We live in a data-driven world, where the products we use, entertainment we consume, the business we run, even the traffic patterns on the way to work: all of it is logged and stored in digital form. Piles and piles of Data compile, so much data, that it is becoming increasingly difficult for manually programmed computer systems, with their preset functions and automated processes, to thrive and evolve to get the info needed….fast.
This is where Artificial Intelligence (or AI) will lead the way. To sort a cyberspace flooded with information, we must call upon cognitive computing to bridge the gap between our increasingly data-reliant demands, and what computer programming is actually equipped to complete. The result is a digital system possessing a level of artificial intelligence, able to analyze data and use logical assertions to alter performance accordingly. The future is now.
What is AI?
A form of cognitive computing, AI uses advanced statistical models to identify data patterns, and draw predictive inferences from those similarities, effectively “learning”. Born over sixty years ago, when scientists first taught a computer how to play checkers, AI has grown in complexity and power ever since and is a driver in today’s business world.
AI learning occurs when computers are provided a data set that categorizes certain types of qualitative information. For example, a computer might be given a group of pictures, each one marked as being “a zebra” or “not a zebra.” The computer would then use the similarities that define both categories to analyze and sort a new group of pictures, according to whether or not they showed a zebra. Each identified photo is then added to the computer’s learning set, rendering the computer “smarter,” or able to draw from more knowledge for better accuracy, with each completed task.
How is AI used today?
Beyond analyzing textual information in a variety of applications, computers can now comprehend and respond to human speech.
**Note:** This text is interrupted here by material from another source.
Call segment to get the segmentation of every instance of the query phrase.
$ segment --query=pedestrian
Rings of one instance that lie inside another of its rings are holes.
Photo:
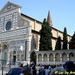
[[[67,71],[68,75],[75,75],[75,64],[73,61],[65,62],[64,69]]]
Siri, Cortana, Google Now–all of these technologies are the flagships of an AI capable of actual, human-style communication. Computers can also communicate through written words, performing simple writing functions that require analysis and accurate description, such as financial news summaries, and data entry.
AI has medical applications as well. Computer-assisted diagnosis (CAD) is employed to review medical data for quick and accurate readings. One AI study analyzed mammogram results to find patients’ cancers, as much as a year before an official diagnosis could be made.
In recent years, AI has also made a striking debut in online marketing practices; besides enabling targeted online advertising, AI also provides customers personalized perks such as coupons and discounts and uses past shopping habits to recommends new products.
Other common AI applications include natural language processing (NLP) for more accurate language translation, as well as customer service in legal and financial fields, and smart cars that, while yet to master self-driving, are able to tailor to preference an automobile’s internal settings, such as temperature, music, seat adjustments, etc.
From our job description, to medical treatment, to the way we choose products and even drive, the widespread changes that AI promises will alter nearly every facet of daily life. It’s important to grow a healthy understanding of the realistic qualities and expectations of AI so that we can prepare ourselves for future advancements, and so we can benefit from AI in years to come.